NPR $1.8 million George Soros Open Society Foundation Grant
NPR Fires One Journalist Juan Williams, Set To Hire 100 Journalist To Investigate Impact Of Government
Fascinating. Juan Williams gets fired by NPR and then promptly signs a $2 million contract with Fox - for one journalist. At the same time NPR gets a $1.8 million dollar grant from the Open Society Foundation (backed by billionaire George Soros) and NPR hopes to hire 100 journalists.
The reporters, editors and analysts will cover state governments and how their actions affect people.
The project “creates capacity for local stations to hire reporters and to cover issues that matter that other places aren’t doing,” said Vivian Schiller, NPR’s president and chief executive. “Everything that we’re doing as relates to member stations comes down to two things: building local news capacity and making sure the content we create is available to all people across all platforms.”
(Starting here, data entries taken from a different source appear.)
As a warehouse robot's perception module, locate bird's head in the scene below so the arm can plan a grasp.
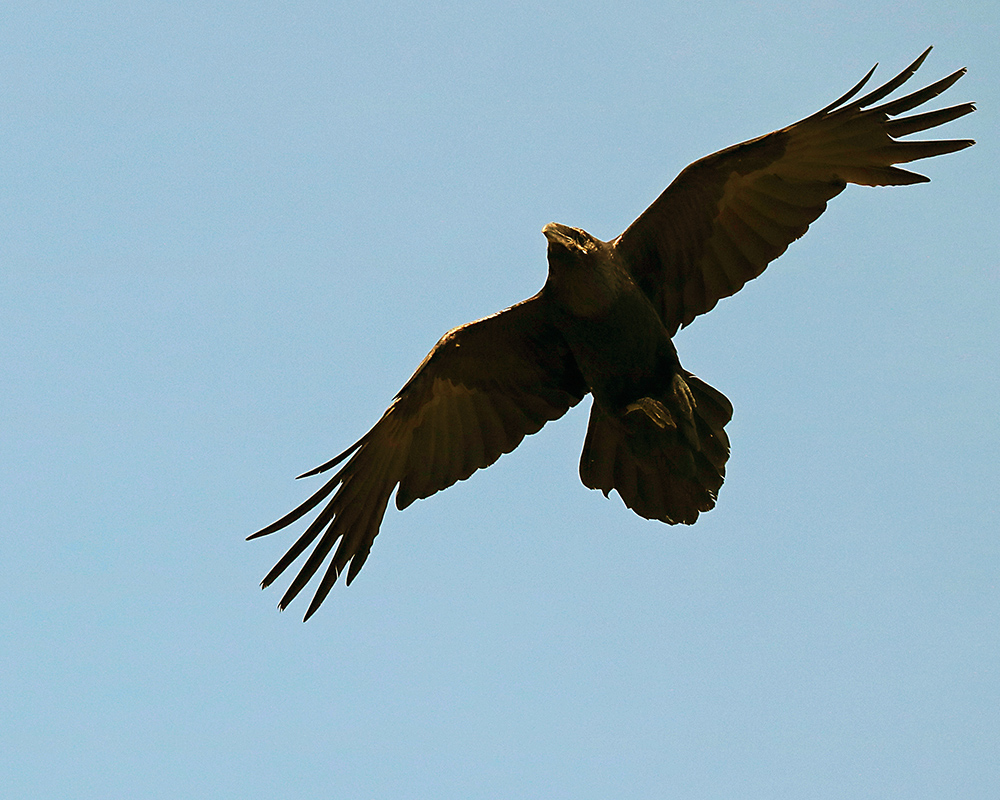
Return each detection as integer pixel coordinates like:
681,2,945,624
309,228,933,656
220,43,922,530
542,222,622,316
542,222,601,259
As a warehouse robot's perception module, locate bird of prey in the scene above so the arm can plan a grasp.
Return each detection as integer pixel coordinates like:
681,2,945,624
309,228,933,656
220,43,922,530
249,48,975,619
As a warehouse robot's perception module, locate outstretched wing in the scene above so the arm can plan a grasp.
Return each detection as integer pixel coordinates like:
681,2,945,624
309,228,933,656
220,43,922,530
249,295,588,619
615,48,975,335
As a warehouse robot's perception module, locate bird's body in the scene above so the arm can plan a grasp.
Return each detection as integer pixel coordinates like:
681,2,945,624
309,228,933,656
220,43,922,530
251,49,974,618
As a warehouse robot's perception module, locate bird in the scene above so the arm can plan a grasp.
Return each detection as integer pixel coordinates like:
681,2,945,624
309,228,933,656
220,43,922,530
248,48,975,620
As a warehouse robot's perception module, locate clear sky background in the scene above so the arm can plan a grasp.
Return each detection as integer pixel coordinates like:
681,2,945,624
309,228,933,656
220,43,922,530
0,0,1000,800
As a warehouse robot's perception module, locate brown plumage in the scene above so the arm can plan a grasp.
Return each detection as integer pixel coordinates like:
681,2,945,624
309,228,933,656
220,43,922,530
249,48,975,619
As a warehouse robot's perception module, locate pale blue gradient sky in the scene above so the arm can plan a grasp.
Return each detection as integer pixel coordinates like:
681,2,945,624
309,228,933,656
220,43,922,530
0,0,1000,800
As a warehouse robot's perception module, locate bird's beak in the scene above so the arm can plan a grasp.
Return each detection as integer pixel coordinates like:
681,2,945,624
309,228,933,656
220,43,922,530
542,222,568,247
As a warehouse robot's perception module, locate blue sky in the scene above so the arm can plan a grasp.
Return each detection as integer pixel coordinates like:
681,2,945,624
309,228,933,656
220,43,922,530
0,0,1000,800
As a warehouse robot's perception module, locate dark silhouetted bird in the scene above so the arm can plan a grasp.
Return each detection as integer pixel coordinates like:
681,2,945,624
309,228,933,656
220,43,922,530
250,48,975,619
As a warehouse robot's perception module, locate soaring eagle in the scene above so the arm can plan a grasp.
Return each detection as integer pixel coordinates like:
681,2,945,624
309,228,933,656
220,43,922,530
249,48,975,619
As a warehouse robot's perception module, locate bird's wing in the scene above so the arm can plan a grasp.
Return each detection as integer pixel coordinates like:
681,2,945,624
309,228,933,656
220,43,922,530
249,295,587,619
615,48,975,335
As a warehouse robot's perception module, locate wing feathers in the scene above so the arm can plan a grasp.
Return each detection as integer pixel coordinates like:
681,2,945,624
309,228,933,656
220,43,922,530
249,295,587,619
615,48,975,334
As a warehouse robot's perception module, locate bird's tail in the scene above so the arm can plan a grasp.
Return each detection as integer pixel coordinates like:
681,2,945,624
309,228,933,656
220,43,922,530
580,369,733,525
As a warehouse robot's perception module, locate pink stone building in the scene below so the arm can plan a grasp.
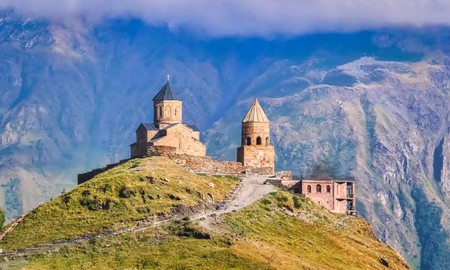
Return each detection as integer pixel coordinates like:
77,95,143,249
281,179,356,215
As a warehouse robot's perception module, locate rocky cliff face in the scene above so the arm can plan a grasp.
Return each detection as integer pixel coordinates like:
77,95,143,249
0,12,450,269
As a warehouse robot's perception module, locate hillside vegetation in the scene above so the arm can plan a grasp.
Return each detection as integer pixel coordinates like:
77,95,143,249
0,157,238,250
0,157,409,269
14,191,409,269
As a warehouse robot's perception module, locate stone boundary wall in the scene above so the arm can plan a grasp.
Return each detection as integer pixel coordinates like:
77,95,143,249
78,146,273,185
77,159,129,185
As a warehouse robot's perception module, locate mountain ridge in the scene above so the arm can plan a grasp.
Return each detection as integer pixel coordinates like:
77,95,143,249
0,13,450,266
Ms. Schiller said the journalists would not be part of typical statehouse coverage, but instead would work on enterprise journalism that looks at how state government decisions play out over years, and extend beyond a single state’s borders.
Interesting isn't it NPR may well have been wrong to fire Juan Williams but clearly Mr. Williams will do just fine at Fox News, thank you very much.
But the fact that Fox News is paying $2 million for one person and NPR is paying $1 million for 100 journalists speaks volumes about how seriously the two networks treat journalism.
Real journalism involves "rolling up your sleeves," ferreting out information in the corridors of power - and that takes people - lots of them, especially, if the goal is to speak truth to power.
NPR may have committed a stupid knee-jerk Liberal reaction in firing Juan Williams but it does redeem itself by committing to public sector journalism, not exactly a powerful revenue generator.
For Fox News spending $2 million dollars is smart - the Juan Williams story becomes part of the news cycle and Fox is portrayed as the defender of free speech against the politically correct. For Juan Williams it is great news - the noble victim and $2 million dollars richer to boot.
But for Journalism it is mostly bad.
No matter how thoughtful Mr, Williams may be he has become part of the largely indistinguishable noise that passes off for news on television, especially Fox.
Now, Juan Williams joins the crowd at Fox News, the shrill braying, the faux indignation, the cynical peddling of fear disguised as information.